何度目かの赤い昼が訪れ、何度目かの青い昼が過ぎた。少年は3度目の赤い昼までの記憶は確かだったがそれ以降は寝起きの子猫のように不確実だった。何回の赤が訪れ青が過ぎたのか正確な日数はわからない。目に焦点は無くなり踏み出す足に力は無くなっていた、ただ気力だけで歩いているように見えた。汗も枯れ額も頬も口の中もカラカラ乾き初いていた。

先へ続く風景はいつまで経過してもの何の変化も無く。同じ風景が焼き増しのスナップ写真のように繰り返し現れその風景はが眼前に留まっていた。一箇所を回り続けているのではないかという不安な気持ちも現れる。風景の中で動くものは、僅かに風に吹かれてたなびく草と、赤い空に浮かびゆっくりと動く真っ白な雲だけだった。

少年の事など無関心の雲は空をのんびりとゆっくりと東へ流れて消えていった。箱のバランスをとって壁の上部へ載せると左右に傾かないようにゆっくりと降ろした。少しでもバランスを失えば、中身は転がり箱は、壁の左右の何れかに落下してしまう。箱が壁の上で静止した所で、その上に腰を降ろし背中のショルダー・バッグからジークの干し肉と水筒を出して口にした。

そうやって小休止はできたが、横になる場所が無く体を休められない。座ると深い眠りが少年を包み慌てて正気を取り戻した。眠って壁から落ちてしまわないよう箱の上に家族の似顔絵を張り、苦しくなるとその似顔絵を眺めて気持ちを奮い起こした。妹の事を考えると気力が繋ぐ事ができた。

奥地の持つ強い力が働きギリギリの所にある少年の気力を繋ぎとめていた。少年の村に伝わる言い伝えでは奥地には人の持っている能力を増大させる力があるという事だ。その力を求めて多くの村人が奥地へ旅立っていったが二度と戻ってくる事はなかった。少年はそんな奥地へ進もうとしていた。

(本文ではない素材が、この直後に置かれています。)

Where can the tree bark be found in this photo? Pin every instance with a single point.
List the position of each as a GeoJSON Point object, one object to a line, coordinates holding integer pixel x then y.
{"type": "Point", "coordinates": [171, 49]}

そんな力なければ、少年がこうやって何日も眠りもせずに歩き続けられる筈はない。奥地の力抜きではとっくに壁から転げ落ち蟻の蟻酸に溶かされるか、蜘蛛の餌食になってしまっている筈だ。意識が遠のくのをギリギリで踏みとどまり男との約束を守るために前へ歩き続けた。

何度目の青い昼だったのか、少年が箱の上に座り休みをとっていると一匹の動物が現れた。少年の体を一回り大きくしたその動物は、長い足に小さな頭に先端部分で繋がった二本の長い角を持ち、赤い昼の空のような鮮やかな赤い体毛に覆われていた。青い太陽と赤い動物の見事な対象が目の前にある。

初めて観る動物に少年は戸惑ったが、襲って来る気配の無い様子から恐怖心を持つ事はなく、逆に親しみさえ覚えた。動物は少年の辿ってきた壁に沿って近づき、そして少年の直ぐ横まで来ると立ち止まって丸く大きな目で少年の顔を覗きこんだ。

動物の顔が少年の目の前に近づくとその顔の輪郭に見覚えがあると感じた。その動物は獰猛な蟻の群れに襲われる様子もなく、所々にある蟻塚を恐れる事も無く自由に草原を走り回っていた。動物は壁の東側でしばらく少年へ近づいたり離れたりして遊んでいたが、飽きると草原の向こうへ消えていった。

動物が消えてしまうと、広い草原に一人きりになり、再び深い孤独感に包まれた。少年は長い間一人きりだったので動物と少しの間でも一緒に居られた事を嬉しく感じていた。空からは青い太陽が少年を照らし、見慣れない青い景色が少年の周りに広がっていた。